DJ Language: Real Music For Real People

Dj Language
Real Music for Real People
Studio Distribution
2005-06-21

How do you define soul music? Does such a question even make sense anymore? Considering that most mainstream R&B has evolved into hyper-sexual lasciviousness to the almost complete exclusion of anything else, the concept of soul music as it used to be seems ill-defined and just a little anachronistic — notable performers like Jill Scott notwithstanding. Of course there’s sex in soul, but there’s a lot more than that as well.

Soul is an attitude — you know it if you see it. George Clinton has soul even if he rarely performs what most people would consider soul music. Al Green has a surplus of soul. Likewise Prince, even through the long weird years. Mick Jagger even had it for roughly a decade before losing it in the mid-’70s. Soul music is hungry music, music defined by a deep longing, a spiritual hearkening that exposes deep vulnerabilities while celebrating enduring strength. Soul music can be a lot of things — R&B, hip-hop, house, even rock & roll. All it really needs, when you get down to it, is to sound authentic — only the Beatles could get away with having a rubber soul.

Despite the fact that he appears to be about as big of a honkey as they come (I realize I’m hardly one to talk), DJ Language has the soul. In the liner notes for Real Music For Real People, he answers the recurring question of what exactly he plays by saying, simply, “anything soulful”. Considering the peripatetic nature of his tastes, this makes about as much sense as anything, and is actually more accurate than such a terse statement might imply. The music on this disc runs the gamut from straight-up R&B and hip-hop to house and futuristic funk. The one common denominator running through the entire endeavor is — you guessed it — the singular and all-encompassing notion of soul as a unifying force.

Take Nas for instance. When he’s not posturing like a thug, he’s one of the most soulful MCs on wax. Language’s inclusion of “War”, a fairly obscure track off last year’s Street’s Disciple gives the gruff rapper a chance to reflect on the responsibilities of family in an uncharacteristically vulnerable fashion. It segues beautifully into Pete Rock and CL Smooth’s ebullient “Appreciate”.

The hip-hop mood morphs into something more ethereal on Koushik’s “Bewith”, a track off Peanut Butter Wolf’s Stone’s Throw label that sounds like ’70s AM radio produced with a drum machine — somewhat similar to some of His Name Is Alive’s pseudo-soul experiments. From there is drops down into the Morgan Geist mix of Abraham’s sublime “Magpie” and Natalie Gardiner’s “Can’t Quit You Now”, two female vocalists with the kind of febrile soul inflection that seems almost painfully genuine.

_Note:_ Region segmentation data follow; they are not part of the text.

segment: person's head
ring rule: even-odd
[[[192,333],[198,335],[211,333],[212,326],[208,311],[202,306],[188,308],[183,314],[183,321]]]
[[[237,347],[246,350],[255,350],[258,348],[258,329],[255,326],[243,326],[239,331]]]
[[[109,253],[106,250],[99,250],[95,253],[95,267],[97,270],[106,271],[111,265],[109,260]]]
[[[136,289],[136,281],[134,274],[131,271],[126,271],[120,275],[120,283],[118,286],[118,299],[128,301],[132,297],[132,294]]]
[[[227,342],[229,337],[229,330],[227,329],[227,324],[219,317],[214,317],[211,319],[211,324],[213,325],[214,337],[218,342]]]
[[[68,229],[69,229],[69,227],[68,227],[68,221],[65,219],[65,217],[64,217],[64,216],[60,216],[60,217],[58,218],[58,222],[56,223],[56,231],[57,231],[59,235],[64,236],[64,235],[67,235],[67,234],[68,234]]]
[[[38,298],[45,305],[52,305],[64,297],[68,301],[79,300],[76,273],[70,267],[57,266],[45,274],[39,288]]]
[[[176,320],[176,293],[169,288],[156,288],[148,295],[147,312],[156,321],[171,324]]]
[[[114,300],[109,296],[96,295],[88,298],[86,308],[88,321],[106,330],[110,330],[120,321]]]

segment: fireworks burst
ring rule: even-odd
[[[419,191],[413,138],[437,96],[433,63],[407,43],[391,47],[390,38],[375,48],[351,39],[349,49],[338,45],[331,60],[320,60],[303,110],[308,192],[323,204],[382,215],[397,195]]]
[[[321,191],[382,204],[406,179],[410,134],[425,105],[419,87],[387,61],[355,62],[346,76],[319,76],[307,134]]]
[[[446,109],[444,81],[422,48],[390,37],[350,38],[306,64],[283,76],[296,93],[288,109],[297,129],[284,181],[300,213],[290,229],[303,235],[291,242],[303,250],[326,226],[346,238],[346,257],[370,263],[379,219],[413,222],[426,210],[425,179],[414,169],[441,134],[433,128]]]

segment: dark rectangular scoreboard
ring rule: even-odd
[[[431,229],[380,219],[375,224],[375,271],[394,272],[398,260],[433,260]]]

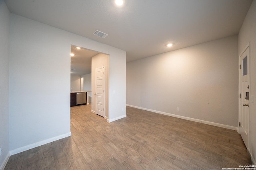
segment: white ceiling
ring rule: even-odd
[[[75,55],[71,56],[70,74],[82,76],[90,73],[92,57],[99,53],[83,48],[77,49],[77,47],[71,45],[71,53]]]
[[[5,2],[12,13],[126,51],[128,62],[237,34],[252,0]]]

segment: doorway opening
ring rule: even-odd
[[[102,108],[104,114],[99,115],[107,119],[109,55],[72,45],[70,56],[70,94],[87,92],[87,104],[90,105],[91,112],[94,113],[97,113],[97,96],[95,95],[97,94],[95,71],[96,68],[104,66],[104,98],[102,98],[104,102]]]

Tracks by future-soul pioneers Spacek and DJ Spinna give way (via what sounds like an unannounced Mos Def cameo on the Foreign Exchange’s “Sincere”) to two songs from current neo-soul golden boys the Platinum Pied Pipers — their remix of Greyboy’s “To Know You Is to Love You” and their cover of Paul Simon’s “50 Ways to Leave Your Lover”. The PPPs have a unique approach to soul, incorporating elements of house and acid jazz into a more recognizable hip-hop influenced neo-soul template. They’ve received high marks from almost every media outlet with the foresight to review them, and based solely on these two specimens it’s hard not to see why.

Things get a bit weird after that, with Great Weekend providing a Latin influenced bit of space-funk in the form of “How Do You Feel?” and Black Spade coming on like a Funkstorung remix of early ’80s Prince. I am extremely impressed by Roy Ayers’ “Tarzan”, a rare gem that recalls the brief moment in time before disco had yet fully transformed into house. But then we slide into a full-on disco shuffle, with Patrice Rushen’s 1979 nugget “Haven’t You Heard?” — a gorgeous slice of disco soul that readily encapsulates that genre’s unquestionable but oft-overlooked virtues.

The disc ends with a trio of jazzy house numbers, culminating with Language’s own remix of Franky Boissy featuring Roland Clark’s “Black Music” — a perfect capstone to a wonderful mix. I hope that uncritical listeners don’t see the final tribute to black music as an ironic statement coming on the heels of a resolutely multicultural soul mix. Not all the artists featured on Real Music For Real People are black, but they are all respectfully working within black music idioms or using black music as an essential point of departure.

DJ Language has provided a wonderful example of the very best in modern soul. There are a lot of diverse styles on display here, but somehow it all manages to fit together in a pleasingly cohesive fashion. Hard-bitten MCs and disco divas and Swedish chanteuses may seem unlikely candidates for membership in the modern soul revival, but Language makes them all fit. It’s a gorgeous tapestry.